I argued that there was no reason in law or in common sense why the Crown should be liable in damages for maliciously prosecuting someone who goes to jail as a result but not someone who is, rightly, acquitted of the charges against them.
Nor, I argued, was there any reason why people tried before a jury (in “solemn proceedings”) should be treated differently from those tried by a judge alone (in “summary proceedings”).
I pointed out that this provision seems incompatible with Article 6 of the European Convention in that it fails to provide a remedy when a wrong is committed, and that we therefore intended to challenge the compatibility of section 170 with the Convention had the Lord Advocate contested the action on this ground
I can’t disclose the details of our pre-action correspondence with the Lord Advocate, which was conducted on a “without prejudice” basis, but I can say that we are now confident that section 170 is not going to be a factor in this litigation.
The malicious prosecution of Mark Hirst
Our action then proceeds on the following basis.
Mark was prosecuted for an offence under section 38(1) of the Criminal Justice and Licensing (Scotland) Act 2010 – supposedly behaving in a “threatening and abusive” manner towards the Salmond complainers – following comments which he made after Alex Salmond’s acquittal on all charges at the High Court in Edinburgh.
On 07 January 2021 a submission of no case to answer by Mark’s defence team was upheld by the sheriff at Jedburgh.
The sheriff made quite clear in dismissing the case that all of the facts brought before the court by the prosecution – facts which were evident from the outset and had never been disputed by Mark – did not constitute any crime known to the law of Scotland.
Any such crime existed only in the minds of Mark’s powerful accusers, and of their mouthpiece Rape Crisis Scotland, and had no business at all in entering into the minds of the police or Crown.
We submit in our court documents that there never was any basis for Mark being prosecuted, and that the prosecution against him lacked reasonable and probable cause, both objectively and subjectively.
We also maintain that the prosecution was brought maliciously, not least because a warrant was obtained against Mark when the primary evidence was plainly available.
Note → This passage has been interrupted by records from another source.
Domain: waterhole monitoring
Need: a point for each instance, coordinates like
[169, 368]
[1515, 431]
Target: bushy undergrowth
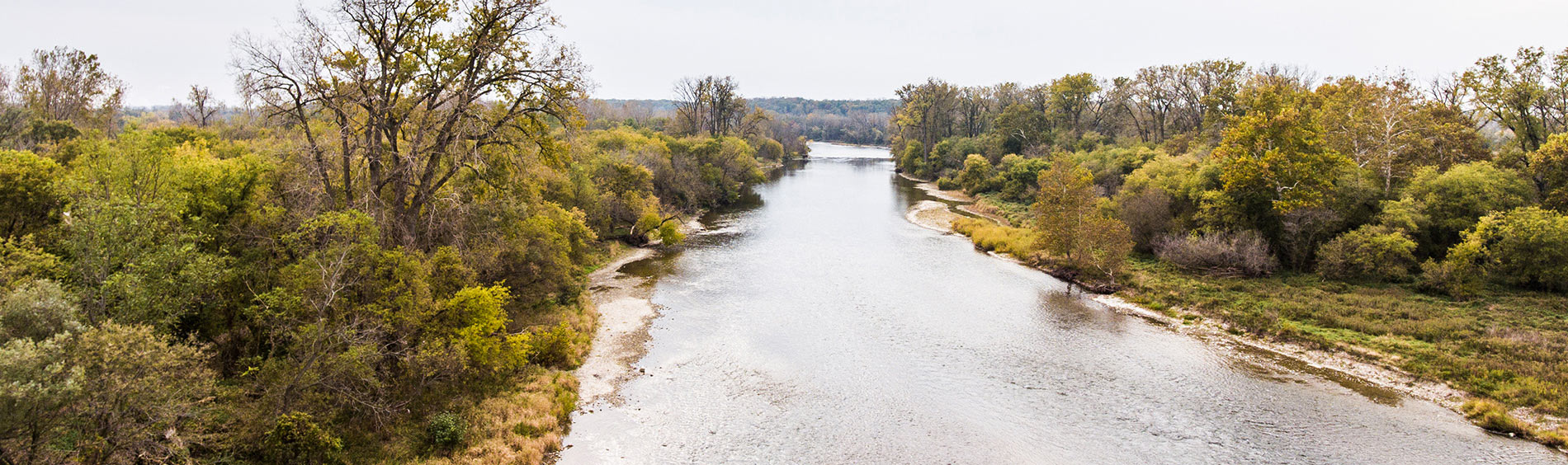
[1505, 345]
[1221, 254]
[991, 237]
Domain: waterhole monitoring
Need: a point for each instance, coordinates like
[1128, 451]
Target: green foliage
[1493, 417]
[475, 320]
[107, 395]
[1454, 200]
[38, 310]
[297, 439]
[446, 431]
[1273, 158]
[22, 261]
[1371, 252]
[988, 235]
[670, 233]
[555, 348]
[1452, 278]
[975, 177]
[29, 200]
[1550, 168]
[139, 263]
[1018, 177]
[1073, 228]
[1111, 165]
[1523, 247]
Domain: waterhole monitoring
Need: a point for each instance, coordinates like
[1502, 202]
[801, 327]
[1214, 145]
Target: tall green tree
[1273, 158]
[395, 99]
[1071, 224]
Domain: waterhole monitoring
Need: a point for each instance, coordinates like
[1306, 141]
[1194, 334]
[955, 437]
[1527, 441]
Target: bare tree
[200, 110]
[407, 94]
[69, 85]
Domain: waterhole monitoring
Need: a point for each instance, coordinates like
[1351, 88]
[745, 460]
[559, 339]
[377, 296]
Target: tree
[29, 200]
[925, 115]
[709, 106]
[1457, 198]
[1073, 101]
[1524, 247]
[1374, 124]
[413, 92]
[116, 393]
[1523, 94]
[38, 310]
[1550, 170]
[69, 85]
[200, 108]
[1273, 158]
[1371, 252]
[1071, 226]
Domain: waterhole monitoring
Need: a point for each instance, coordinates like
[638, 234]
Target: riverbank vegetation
[378, 257]
[1410, 223]
[789, 120]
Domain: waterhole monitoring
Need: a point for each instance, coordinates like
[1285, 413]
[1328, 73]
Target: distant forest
[831, 121]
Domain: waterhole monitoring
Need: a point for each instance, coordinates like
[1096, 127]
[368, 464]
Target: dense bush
[1371, 252]
[975, 176]
[1523, 247]
[446, 431]
[993, 237]
[1454, 200]
[1223, 254]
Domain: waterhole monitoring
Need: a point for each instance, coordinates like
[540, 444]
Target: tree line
[830, 121]
[380, 256]
[1244, 170]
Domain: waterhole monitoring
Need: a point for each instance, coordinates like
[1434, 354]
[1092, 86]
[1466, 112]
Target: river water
[819, 326]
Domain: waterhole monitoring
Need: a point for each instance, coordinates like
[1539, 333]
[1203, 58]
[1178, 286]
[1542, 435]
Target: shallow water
[817, 326]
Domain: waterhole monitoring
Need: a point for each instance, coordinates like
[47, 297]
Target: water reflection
[824, 327]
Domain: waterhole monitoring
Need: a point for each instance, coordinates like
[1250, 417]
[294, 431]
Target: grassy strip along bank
[1507, 348]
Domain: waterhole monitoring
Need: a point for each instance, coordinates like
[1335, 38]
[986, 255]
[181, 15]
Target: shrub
[1225, 254]
[38, 310]
[1523, 247]
[670, 233]
[1371, 252]
[1146, 214]
[975, 177]
[1462, 195]
[297, 439]
[991, 237]
[555, 348]
[1493, 417]
[446, 431]
[947, 184]
[1449, 278]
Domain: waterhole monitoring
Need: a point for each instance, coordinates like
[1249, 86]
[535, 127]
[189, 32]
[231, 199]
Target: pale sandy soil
[625, 313]
[1360, 367]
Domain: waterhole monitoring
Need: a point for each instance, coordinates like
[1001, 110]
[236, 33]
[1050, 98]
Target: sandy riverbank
[1358, 369]
[625, 315]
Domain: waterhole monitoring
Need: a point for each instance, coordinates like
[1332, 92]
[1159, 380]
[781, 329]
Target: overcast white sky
[846, 49]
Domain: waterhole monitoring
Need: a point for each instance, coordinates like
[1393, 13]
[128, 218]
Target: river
[815, 325]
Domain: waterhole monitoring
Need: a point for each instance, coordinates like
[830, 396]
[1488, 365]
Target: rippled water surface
[817, 326]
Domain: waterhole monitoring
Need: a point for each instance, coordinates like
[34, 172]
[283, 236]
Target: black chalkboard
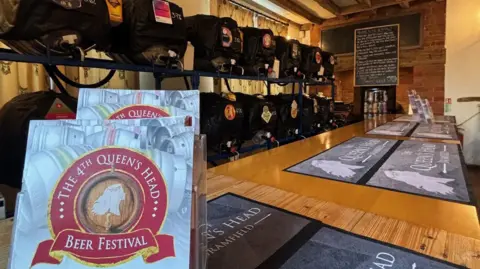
[376, 56]
[340, 40]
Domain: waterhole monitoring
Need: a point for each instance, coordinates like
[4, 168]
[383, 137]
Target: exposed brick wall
[422, 69]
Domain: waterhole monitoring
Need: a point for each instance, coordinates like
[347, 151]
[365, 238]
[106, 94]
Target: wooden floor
[266, 168]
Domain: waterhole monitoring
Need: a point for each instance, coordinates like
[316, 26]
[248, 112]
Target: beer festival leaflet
[101, 104]
[105, 193]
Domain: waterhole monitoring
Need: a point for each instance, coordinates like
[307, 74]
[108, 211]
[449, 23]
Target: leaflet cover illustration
[101, 104]
[105, 194]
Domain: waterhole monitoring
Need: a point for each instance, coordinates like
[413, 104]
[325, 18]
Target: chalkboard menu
[376, 56]
[341, 40]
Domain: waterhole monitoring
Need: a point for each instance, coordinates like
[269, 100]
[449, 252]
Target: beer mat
[101, 104]
[247, 234]
[349, 162]
[445, 131]
[437, 119]
[334, 248]
[97, 196]
[394, 129]
[434, 170]
[243, 233]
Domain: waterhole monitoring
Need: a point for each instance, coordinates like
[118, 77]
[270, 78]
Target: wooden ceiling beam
[375, 5]
[295, 8]
[330, 6]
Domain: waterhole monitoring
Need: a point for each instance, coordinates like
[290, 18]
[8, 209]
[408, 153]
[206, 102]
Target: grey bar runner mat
[394, 129]
[348, 162]
[424, 168]
[245, 234]
[446, 131]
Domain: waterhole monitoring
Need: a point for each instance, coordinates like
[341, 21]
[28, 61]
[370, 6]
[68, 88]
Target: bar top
[267, 168]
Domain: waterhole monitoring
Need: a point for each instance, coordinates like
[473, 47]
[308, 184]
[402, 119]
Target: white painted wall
[462, 78]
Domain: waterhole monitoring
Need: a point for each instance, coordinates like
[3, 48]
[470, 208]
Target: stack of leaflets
[112, 188]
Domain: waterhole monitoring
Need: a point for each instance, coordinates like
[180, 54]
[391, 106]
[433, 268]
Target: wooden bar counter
[266, 168]
[441, 229]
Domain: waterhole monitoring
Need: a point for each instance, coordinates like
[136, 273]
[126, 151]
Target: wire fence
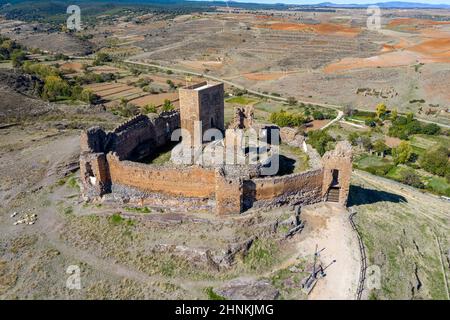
[362, 274]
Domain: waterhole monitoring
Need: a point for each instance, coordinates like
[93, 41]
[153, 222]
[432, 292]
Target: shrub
[436, 162]
[403, 153]
[410, 178]
[317, 115]
[167, 106]
[101, 58]
[320, 140]
[292, 101]
[150, 108]
[284, 119]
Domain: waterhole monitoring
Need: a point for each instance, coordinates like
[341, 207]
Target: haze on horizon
[341, 1]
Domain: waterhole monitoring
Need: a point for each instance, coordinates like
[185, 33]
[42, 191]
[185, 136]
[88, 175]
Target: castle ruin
[112, 168]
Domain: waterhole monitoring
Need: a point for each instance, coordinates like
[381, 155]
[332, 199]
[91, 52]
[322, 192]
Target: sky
[343, 1]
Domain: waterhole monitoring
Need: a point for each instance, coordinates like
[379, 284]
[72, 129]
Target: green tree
[292, 101]
[394, 115]
[436, 161]
[320, 140]
[18, 57]
[403, 153]
[101, 58]
[317, 115]
[55, 87]
[167, 106]
[410, 178]
[381, 110]
[380, 147]
[150, 108]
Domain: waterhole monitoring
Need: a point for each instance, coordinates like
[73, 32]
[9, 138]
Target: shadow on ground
[360, 196]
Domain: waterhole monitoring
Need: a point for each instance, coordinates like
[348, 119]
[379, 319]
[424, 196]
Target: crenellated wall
[294, 189]
[191, 182]
[108, 170]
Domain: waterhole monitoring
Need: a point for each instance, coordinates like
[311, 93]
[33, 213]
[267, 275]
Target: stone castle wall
[106, 169]
[190, 182]
[302, 188]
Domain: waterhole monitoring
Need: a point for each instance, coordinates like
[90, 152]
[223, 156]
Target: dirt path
[433, 202]
[328, 227]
The warrant application, among other things, made false allegations about threats being made by Mark.
The police obtained the warrant to search Mark’s home on the basis that it appeared that he had committed an offence. He had not. The police did not produce any information to the sheriff which would have permitted scrutiny of the application as, had that been done, it would have been obvious that no offence had been committed.
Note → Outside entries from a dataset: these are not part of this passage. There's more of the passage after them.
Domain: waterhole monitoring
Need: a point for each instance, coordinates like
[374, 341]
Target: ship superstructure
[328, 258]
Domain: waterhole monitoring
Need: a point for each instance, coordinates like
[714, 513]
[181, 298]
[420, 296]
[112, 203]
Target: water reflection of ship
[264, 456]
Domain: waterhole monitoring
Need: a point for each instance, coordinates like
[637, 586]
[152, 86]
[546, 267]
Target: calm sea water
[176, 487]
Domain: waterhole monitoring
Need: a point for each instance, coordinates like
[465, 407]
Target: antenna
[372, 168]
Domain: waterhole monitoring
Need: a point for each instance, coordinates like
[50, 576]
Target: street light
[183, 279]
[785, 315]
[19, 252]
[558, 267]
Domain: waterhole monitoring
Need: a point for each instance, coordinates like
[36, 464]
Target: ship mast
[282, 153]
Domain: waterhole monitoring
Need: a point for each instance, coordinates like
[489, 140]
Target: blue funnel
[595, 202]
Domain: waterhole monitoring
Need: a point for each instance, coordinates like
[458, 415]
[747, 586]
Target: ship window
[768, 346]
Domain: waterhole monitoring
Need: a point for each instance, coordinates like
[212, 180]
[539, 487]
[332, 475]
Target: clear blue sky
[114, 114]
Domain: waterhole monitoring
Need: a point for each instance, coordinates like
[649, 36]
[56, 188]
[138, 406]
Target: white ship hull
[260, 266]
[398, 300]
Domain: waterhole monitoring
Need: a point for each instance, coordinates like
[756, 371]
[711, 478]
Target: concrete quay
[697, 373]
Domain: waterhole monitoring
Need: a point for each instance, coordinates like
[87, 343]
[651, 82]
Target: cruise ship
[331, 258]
In any event, we argue there was no need for a warrant to have been obtained at all. The police had already obtained a full copy of all of the relevant material posted by Mark. The material obtained by the gang of officers from the “Salmond team” during their raid on Mark’s home produced precisely nothing to add to the relevant evidence in the case.
We’ll seek to establish that the obtaining of the warrant in such circumstances was “oppressive, an abuse of power, unnecessary and indicative of malice”.
The political dimension
We’ll also seek to establish that the prosecution of Mark was politically motivated.
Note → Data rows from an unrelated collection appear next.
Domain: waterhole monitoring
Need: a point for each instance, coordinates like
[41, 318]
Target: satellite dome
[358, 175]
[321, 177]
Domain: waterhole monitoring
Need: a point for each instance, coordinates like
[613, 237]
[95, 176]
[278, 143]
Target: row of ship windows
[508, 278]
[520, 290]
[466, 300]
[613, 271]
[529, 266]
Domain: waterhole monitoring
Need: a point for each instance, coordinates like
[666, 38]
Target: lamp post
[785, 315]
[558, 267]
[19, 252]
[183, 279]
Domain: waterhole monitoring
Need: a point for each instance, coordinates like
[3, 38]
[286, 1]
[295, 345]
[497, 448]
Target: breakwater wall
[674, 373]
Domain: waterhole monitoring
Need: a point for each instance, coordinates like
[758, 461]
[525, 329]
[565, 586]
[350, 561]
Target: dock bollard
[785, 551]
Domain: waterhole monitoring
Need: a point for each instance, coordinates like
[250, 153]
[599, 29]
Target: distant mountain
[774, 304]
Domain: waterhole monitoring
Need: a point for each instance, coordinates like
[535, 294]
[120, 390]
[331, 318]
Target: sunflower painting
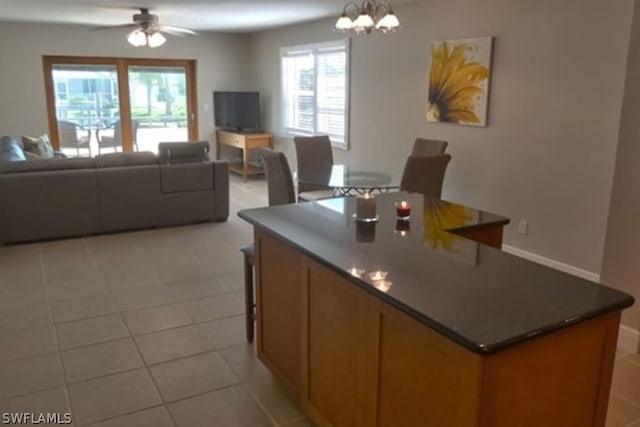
[459, 81]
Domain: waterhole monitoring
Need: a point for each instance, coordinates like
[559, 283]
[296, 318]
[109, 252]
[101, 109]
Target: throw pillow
[30, 156]
[40, 146]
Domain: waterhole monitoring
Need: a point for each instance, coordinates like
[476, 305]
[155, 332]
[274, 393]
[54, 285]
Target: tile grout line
[60, 350]
[148, 371]
[55, 334]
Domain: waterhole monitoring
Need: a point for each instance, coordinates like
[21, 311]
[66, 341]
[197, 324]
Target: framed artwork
[458, 81]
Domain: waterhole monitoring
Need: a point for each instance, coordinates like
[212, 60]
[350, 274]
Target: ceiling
[203, 15]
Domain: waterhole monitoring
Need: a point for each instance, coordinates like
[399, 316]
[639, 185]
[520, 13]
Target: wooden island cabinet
[418, 353]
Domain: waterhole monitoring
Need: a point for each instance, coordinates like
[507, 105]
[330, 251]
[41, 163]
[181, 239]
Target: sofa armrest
[221, 188]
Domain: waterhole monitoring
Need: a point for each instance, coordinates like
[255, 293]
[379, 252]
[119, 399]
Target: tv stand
[244, 141]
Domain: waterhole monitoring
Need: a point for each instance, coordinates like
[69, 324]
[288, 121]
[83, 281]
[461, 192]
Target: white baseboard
[589, 275]
[628, 338]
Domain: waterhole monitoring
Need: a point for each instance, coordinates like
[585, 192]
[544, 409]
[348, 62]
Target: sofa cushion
[183, 152]
[184, 177]
[11, 149]
[40, 146]
[46, 165]
[113, 160]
As most of you will know, Mark was an active and outspoken supporter of Alex Salmond.
Rape Crisis Scotland, who played an active part in the charges against Alex Salmond, also played an active part in having Mark investigated and charged.
We intend to explore in the course of this litigation whether Rape Crisis Scotland were encouraged to make a complaint about Mark for political motives, and indeed whether the complainers in the Salmond trial were similarly encouraged to do so.
Rape Crisis Scotland are of course funded by the Scottish Government.